Bug 13757
Created attachment 22300 [details]
Extract from /var/log/messages
Update: just booting both systems and leaving them running for about twenty minutes is sufficient to reproduce this phenomenon. Another update: I have not yet seen this report with 2.6.29.4 on the same setup. Created attachment 22303 [details]
Patch for triggering this issue sooner (provided by Roland)
Created attachment 22304 [details]
Lockdep report after having applied the provided patch.
Created attachment 22305 [details]
Lockdep report after having applied the provided patch.
Created attachment 22308 [details]
Proposed short-term solution (provided by Roland)
See also the discussion at http://lists.openfabrics.org/pipermail/general/2009-July/060644.html. Created attachment 22534 [details]
Lockdep locking inversion report for 2.6.30.3 kernel with workaround patch applied
Yesterday I found out that the proposed workaround doesn't solve all locking inversion issues unfortunately. The attached locking inversion report was obtained while testing module removal for ib_srpt.
(In reply to comment #9) > Created an attachment (id=22534) [details] > Lockdep locking inversion report for 2.6.30.3 kernel with workaround patch > applied > > Yesterday I found out that the proposed workaround doesn't solve all locking > inversion issues unfortunately. The attached locking inversion report was > obtained while testing module removal for ib_srpt. Update: the locking inversion report referred to above has been obtained with a kernel on which only the second patch (workaround.patch) was applied, and not the first (ib-lockdep-trigger.patch). I will retest this issue with a kernel on which both patches have been applied. Created attachment 22535 [details]
Lockdep complaint about a hardirq unsafe lock order.
This report was generated on a system equipped with an IB HCA and connected back-to-back to another system equipped with an IB HCA, and about four seconds after OpenSM generated the "SUBNET UP" event.
Created attachment 22624 [details]
Proposed fix (provided by Roland).
Created attachment 22625 [details] Locking inversion report for 2.6.30.4 + patch in attachment 22624 [details]. Unfortunately the newly proposed patch does not seem to fix all locking inversion issues.
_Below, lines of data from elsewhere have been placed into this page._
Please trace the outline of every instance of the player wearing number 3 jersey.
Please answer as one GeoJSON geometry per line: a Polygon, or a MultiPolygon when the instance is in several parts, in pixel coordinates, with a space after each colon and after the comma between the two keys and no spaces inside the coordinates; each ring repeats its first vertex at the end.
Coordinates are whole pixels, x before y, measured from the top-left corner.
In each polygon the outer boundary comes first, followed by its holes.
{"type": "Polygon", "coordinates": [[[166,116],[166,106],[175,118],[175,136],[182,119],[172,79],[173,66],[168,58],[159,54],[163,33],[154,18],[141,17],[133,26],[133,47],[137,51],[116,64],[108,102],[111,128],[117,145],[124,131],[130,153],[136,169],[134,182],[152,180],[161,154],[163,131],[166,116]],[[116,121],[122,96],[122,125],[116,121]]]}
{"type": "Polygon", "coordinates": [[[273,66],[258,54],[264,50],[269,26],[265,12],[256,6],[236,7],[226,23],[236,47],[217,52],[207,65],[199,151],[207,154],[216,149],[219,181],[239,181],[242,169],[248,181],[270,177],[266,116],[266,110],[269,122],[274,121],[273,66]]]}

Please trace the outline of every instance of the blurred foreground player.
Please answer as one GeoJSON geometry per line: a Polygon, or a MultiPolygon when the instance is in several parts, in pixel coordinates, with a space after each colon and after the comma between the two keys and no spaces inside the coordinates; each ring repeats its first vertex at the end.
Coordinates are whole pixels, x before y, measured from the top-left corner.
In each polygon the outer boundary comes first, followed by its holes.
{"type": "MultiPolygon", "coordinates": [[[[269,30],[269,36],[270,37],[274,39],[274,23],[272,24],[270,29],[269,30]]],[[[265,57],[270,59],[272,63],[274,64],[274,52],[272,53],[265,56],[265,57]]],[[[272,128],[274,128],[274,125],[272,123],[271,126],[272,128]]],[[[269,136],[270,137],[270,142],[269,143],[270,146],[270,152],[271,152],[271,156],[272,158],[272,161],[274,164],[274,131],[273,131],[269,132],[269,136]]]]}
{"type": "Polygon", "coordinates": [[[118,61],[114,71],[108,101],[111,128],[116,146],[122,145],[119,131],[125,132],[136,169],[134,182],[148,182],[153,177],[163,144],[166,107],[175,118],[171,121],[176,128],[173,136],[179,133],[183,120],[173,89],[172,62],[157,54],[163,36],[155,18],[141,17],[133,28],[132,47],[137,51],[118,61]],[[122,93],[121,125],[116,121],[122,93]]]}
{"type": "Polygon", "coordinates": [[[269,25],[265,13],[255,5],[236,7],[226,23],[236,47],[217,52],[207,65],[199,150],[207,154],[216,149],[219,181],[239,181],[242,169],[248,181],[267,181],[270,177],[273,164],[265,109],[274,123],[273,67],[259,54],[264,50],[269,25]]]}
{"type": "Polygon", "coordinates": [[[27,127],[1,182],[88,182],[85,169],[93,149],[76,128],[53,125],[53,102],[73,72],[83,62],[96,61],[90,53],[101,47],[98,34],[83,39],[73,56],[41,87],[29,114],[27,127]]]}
The attached locking inversion report was triggered by running "/etc/init.d/openibd restart" repeatedly on the system connected back-to-back to the system on which the lockdep report was generated. Created attachment 22631 [details]
Locking inversion report for 2.6.30.4 + patches in attachments 22303 and 22624.
As asked I ran a new test with both patches in attachments 22303 and 22624 applied.
Created attachment 22721 [details]
Fix for a (hard to trigger) locking cycle detected by lockdep.
Does no longer occur on a 2.6.30.4 kernel with the three attached patches applied. Created attachment 23083 [details]
(Deleted)
Apparently there are still locking inversion complaints with the latest infiniband.git/for-next tree. This report was generated during shutdown.
Comment on attachment 23083 [details]
(Deleted)
(Deleted)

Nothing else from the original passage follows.